My baby is breech
If your baby is in a breech position, your doctor will try to turn them around. But there are also things you can try at home.
A breech birth is when the buttocks or feet come down the birth canal first, as opposed to the normal head-first position.
There are different types of breech:
• Frank – bottom down and legs bent or extended up towards the face.
• Complete – baby is sitting cross-legged.
• Footling – one or both of the baby’s knees or legs are closest to the birth canal.
Turning your baby around
If you find out before the birth that you’re expecting a breech baby, it may be possible to turn your baby around. An obstetrician will try to make your baby turn head-down at 37-40 weeks. The process is called external cephalic version (ECV), and it involves the obstetrician pressing on your abdomen. This works in about two-thirds of cases, although it’s less successful in first-time pregnancies.
Things to try at home
There are also things you can try at home:
1. Spend plenty of time on all fours. This allows gravity to bring the baby’s head down. Get down on the floor each day and read the paper or a magazine while on all fours.
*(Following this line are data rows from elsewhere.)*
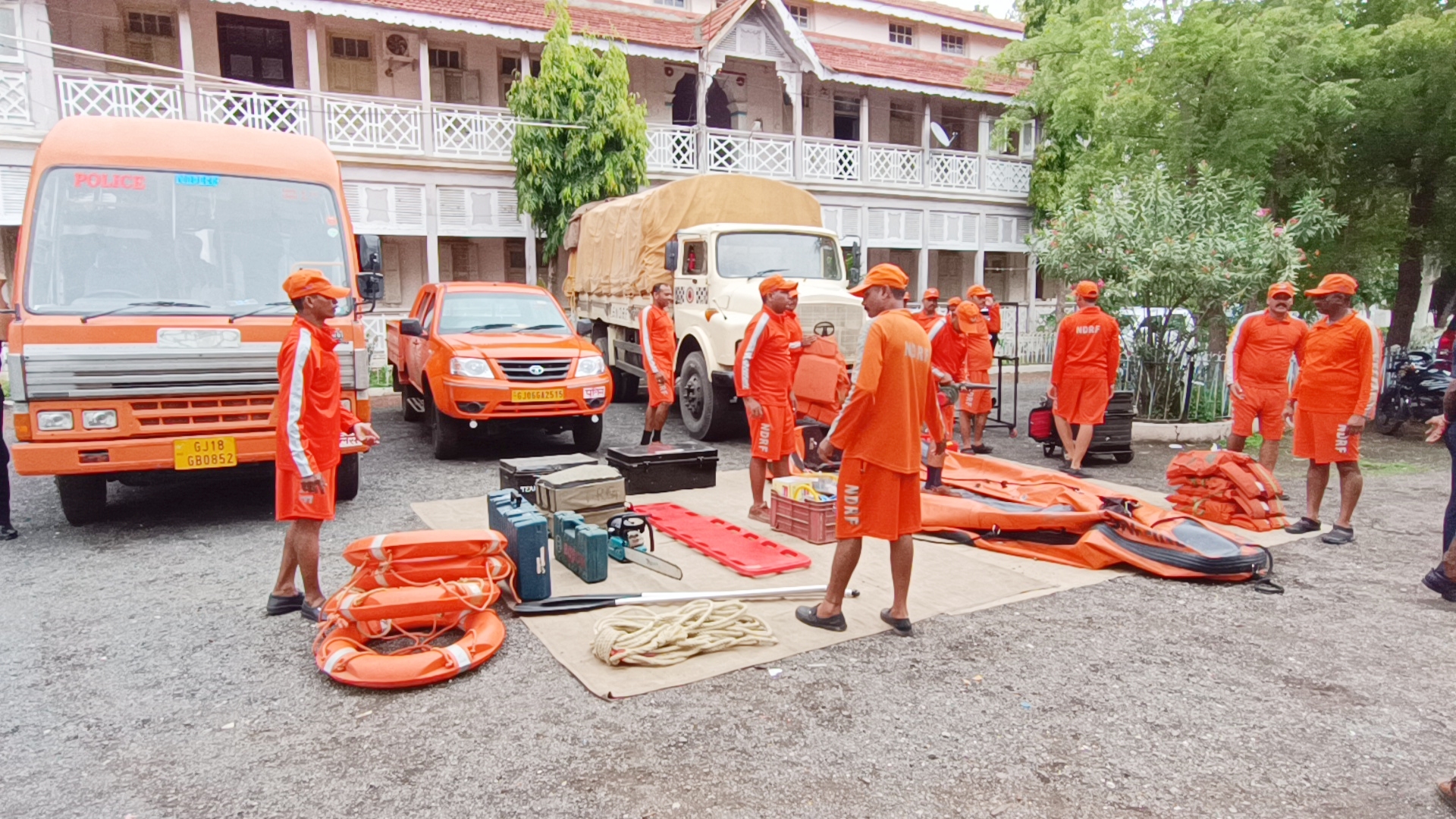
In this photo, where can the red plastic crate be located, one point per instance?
(805, 519)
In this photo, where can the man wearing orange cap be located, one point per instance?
(878, 431)
(658, 344)
(308, 417)
(1338, 384)
(1084, 372)
(1258, 371)
(764, 373)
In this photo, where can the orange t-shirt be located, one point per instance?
(893, 397)
(1088, 346)
(658, 340)
(1261, 347)
(764, 369)
(1340, 368)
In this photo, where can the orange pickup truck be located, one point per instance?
(476, 354)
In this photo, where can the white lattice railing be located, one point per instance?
(373, 124)
(268, 111)
(479, 133)
(954, 169)
(830, 161)
(672, 148)
(99, 95)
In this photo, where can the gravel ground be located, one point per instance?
(142, 679)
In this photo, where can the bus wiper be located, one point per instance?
(268, 306)
(146, 305)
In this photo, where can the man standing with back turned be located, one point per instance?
(309, 417)
(878, 430)
(1335, 392)
(1258, 371)
(1084, 372)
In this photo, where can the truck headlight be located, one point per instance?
(592, 366)
(55, 420)
(471, 368)
(99, 419)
2. Gentle lateral lunges. These can widen the pelvic outlet and help the baby turn.
3. Ironing board. Lie on a plank or ironing board placed at a 45 degree angle, head down and knees bent for 15 minutes, three times a day. Gravity encourages the baby to move towards the top of the uterus and turn under.
4. Hot and cold. Place an ice pack on the top of your uterus and a warm pack at the bottom. The baby will move towards the heat.
5. Singing and talking. Make a tape of your voice singing and talking to the baby. Play it back through headphones placed near your pubic bone to encourage the baby to move towards the pleasant sounds.
If, after all this, your baby refuses to turn, in most cases you will be offered a Caesarean section.